한편 감산결과의 롬(80)으로부터 출력되는 계수가 승산부(90)에서 승산된 결과는 (6g)에 도시된 바와 같은 제2클럭(CL2)에 의해 상기 램(10)이 입력 포트로 전달된다. 이순간 상기 램(10)의 B포트 어드레스는 4번지로 지정되고, 기록/독출 제어신호(W/R1)가 로우상태에서 하이 상태로 변하는 순간 상기 승산된 데이터가 상기 지정된 4번지에 기록된다. 다음에 연속되는 데이터들도 상기한 방법을 반복 수행하여 처리한다.On the other hand, as a result of multiplying the coefficient output from the ROM 80 of the subtraction result by the multiplier 90, the RAM 10 is transmitted to the input port by the second clock CL2 as shown in (6g). . At this moment, the B port address of the RAM 10 is designated as 4, and the multiplied data is written to the designated 4 as soon as the write / read control signal W / R1 changes from a low state to a high state. Next, subsequent data are processed by repeating the above method.

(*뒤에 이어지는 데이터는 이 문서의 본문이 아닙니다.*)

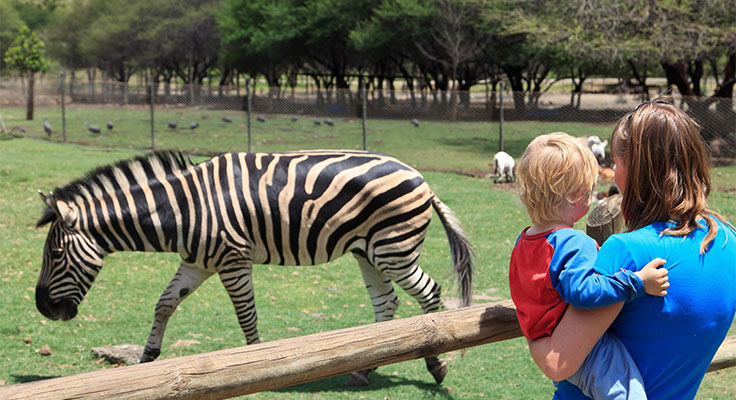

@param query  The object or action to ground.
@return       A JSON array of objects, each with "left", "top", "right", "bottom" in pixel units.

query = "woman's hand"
[{"left": 527, "top": 302, "right": 624, "bottom": 381}]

상술한 바와 같이 사용되는 램의 수를 반으로 줄이므로서 하드웨어의 감소효과 및 경비절감 효과를 얻을 수 있으므로 커스텀 아이씨화 측면에서 볼 때 효율성이 증대되는 이점이 있다.As described above, since the number of RAMs used is reduced in half, a reduction effect of hardware and a cost reduction effect can be obtained, and thus efficiency is increased in terms of custom ICization.

Claims

In the digital image processing system, there are two independent output ports capable of reading two data at the same time, and a RAM 10 for interfacing between stages as a buffer for temporarily storing data, and the RAM ( An adder 30 for adding data read out from the 10; a subtractor 40 for subtracting data read from the RAM 10; and an output of the adder 30; 10) a first latch unit 50 to be supplied to the first, a first multiplexer 70 selectively outputting the result of subtraction of the subtractor 40, a ROM 80 for generating a predetermined coefficient, A multiplier 90 multiplying the output of the first multiplexer 70 and the ROM 80, a second latch 100 which latches the multiplication result and transfers the result to the RAM 10, and the RAM And a second multiplexer 60 for selectively outputting data output from the two ports of (10). Real-time Discrete Cosine Converter.